SARAJEVO (Reuters) - The Serbian part of Bosnia's presidency - which is shared between three ethnic groups - has rejected border regulations that are due to come into force when neighboring Croatia joins the EU next month.
The other two parts of Bosnia's presidency - representing Muslims and Croats - have accepted the regulations which are needed to ensure people and goods can still cross the border after July 1.
The discord puts trade and travel at risk and underlines the deficiencies of the tripartite presidency, an institution that emerged after the Bosnian war as a precarious system of power-sharing between Bosniaks, Serbs and Croats.
The border agreement with Croatia was considered a formality until the Serb presidency chairman, Nebojsa Radmanovic, refused to sign it on Monday, saying that Serb representatives had been omitted from an ad hoc commission that agreed a deal with Croatia last week.
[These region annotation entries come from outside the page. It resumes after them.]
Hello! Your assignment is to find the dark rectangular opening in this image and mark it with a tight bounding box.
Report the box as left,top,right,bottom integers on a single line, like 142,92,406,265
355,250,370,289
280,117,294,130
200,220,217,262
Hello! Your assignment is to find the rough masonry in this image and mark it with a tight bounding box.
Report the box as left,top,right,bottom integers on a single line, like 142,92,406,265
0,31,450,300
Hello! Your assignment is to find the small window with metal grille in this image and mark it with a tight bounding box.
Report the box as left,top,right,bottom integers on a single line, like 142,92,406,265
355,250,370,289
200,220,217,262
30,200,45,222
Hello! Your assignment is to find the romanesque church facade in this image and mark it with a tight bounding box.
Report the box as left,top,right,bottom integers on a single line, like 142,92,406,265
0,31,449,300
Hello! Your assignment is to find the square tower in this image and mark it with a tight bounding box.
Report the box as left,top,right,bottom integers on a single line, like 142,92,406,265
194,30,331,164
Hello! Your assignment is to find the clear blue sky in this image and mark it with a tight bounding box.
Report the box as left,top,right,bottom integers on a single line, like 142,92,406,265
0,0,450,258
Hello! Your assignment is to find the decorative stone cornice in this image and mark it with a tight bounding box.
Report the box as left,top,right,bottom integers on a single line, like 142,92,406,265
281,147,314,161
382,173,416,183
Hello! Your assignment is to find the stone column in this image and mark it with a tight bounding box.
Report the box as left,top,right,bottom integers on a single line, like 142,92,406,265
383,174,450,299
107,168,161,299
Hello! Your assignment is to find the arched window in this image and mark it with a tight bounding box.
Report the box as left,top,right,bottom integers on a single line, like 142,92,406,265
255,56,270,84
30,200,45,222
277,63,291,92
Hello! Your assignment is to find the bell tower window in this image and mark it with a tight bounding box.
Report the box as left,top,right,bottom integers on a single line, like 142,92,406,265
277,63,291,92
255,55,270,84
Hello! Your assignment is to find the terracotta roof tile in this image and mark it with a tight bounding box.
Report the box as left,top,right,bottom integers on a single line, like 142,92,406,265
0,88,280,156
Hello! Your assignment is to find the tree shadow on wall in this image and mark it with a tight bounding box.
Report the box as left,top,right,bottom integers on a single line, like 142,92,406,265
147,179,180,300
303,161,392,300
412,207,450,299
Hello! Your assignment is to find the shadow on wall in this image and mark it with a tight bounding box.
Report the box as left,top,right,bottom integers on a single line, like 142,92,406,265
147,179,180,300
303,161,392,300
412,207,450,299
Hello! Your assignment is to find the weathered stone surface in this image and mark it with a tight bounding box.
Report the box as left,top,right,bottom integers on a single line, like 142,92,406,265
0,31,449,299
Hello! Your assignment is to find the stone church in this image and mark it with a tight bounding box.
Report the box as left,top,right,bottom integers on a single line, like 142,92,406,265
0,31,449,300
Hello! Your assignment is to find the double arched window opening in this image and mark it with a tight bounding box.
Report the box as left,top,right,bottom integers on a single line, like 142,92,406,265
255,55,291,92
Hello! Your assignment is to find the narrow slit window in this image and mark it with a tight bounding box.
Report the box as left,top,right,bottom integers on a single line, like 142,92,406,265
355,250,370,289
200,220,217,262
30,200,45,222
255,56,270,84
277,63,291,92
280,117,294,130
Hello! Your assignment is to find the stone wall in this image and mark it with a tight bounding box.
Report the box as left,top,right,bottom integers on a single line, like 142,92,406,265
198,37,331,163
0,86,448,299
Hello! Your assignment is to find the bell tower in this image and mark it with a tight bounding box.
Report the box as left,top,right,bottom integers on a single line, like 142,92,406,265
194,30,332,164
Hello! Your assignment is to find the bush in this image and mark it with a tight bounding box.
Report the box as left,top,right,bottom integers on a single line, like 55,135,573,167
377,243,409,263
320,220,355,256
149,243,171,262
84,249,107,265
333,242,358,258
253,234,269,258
The European Commission has scheduled the signing of the border agreement for Wednesday but Bosnia has not even appointed an official to sign it.
"The European Union is expecting the signature of these important agreements on June 19 in Brussels, and we call on all competent institutions to find an urgent solution in the interest of citizens," the Commission said in a statement.
An EU official said failure to sign the agreement would leave border crossings "in a kind of a limbo", with their status "very unclear". Bosnia makes most of its exports via the 1,000-km (620-mile) border with Croatia.
"There are realistic prospects that people will not be able to cross these border crossings," the official said on condition of anonymity. "But you can fly to Zagreb or drive all the way to Montenegro to enter Croatia."
Security Minister Fahrudin Radoncic, a Muslim Bosniak, called on Radmanovic to reconsider, saying the border closure would be disastrous and cause uproar among citizens, who have protested recently to show their discontent with the government.
"Just imagine that we are forced to get into the European Union via Serbia or Montenegro!" Radoncic said in an interview with Aljazeera Balkans television.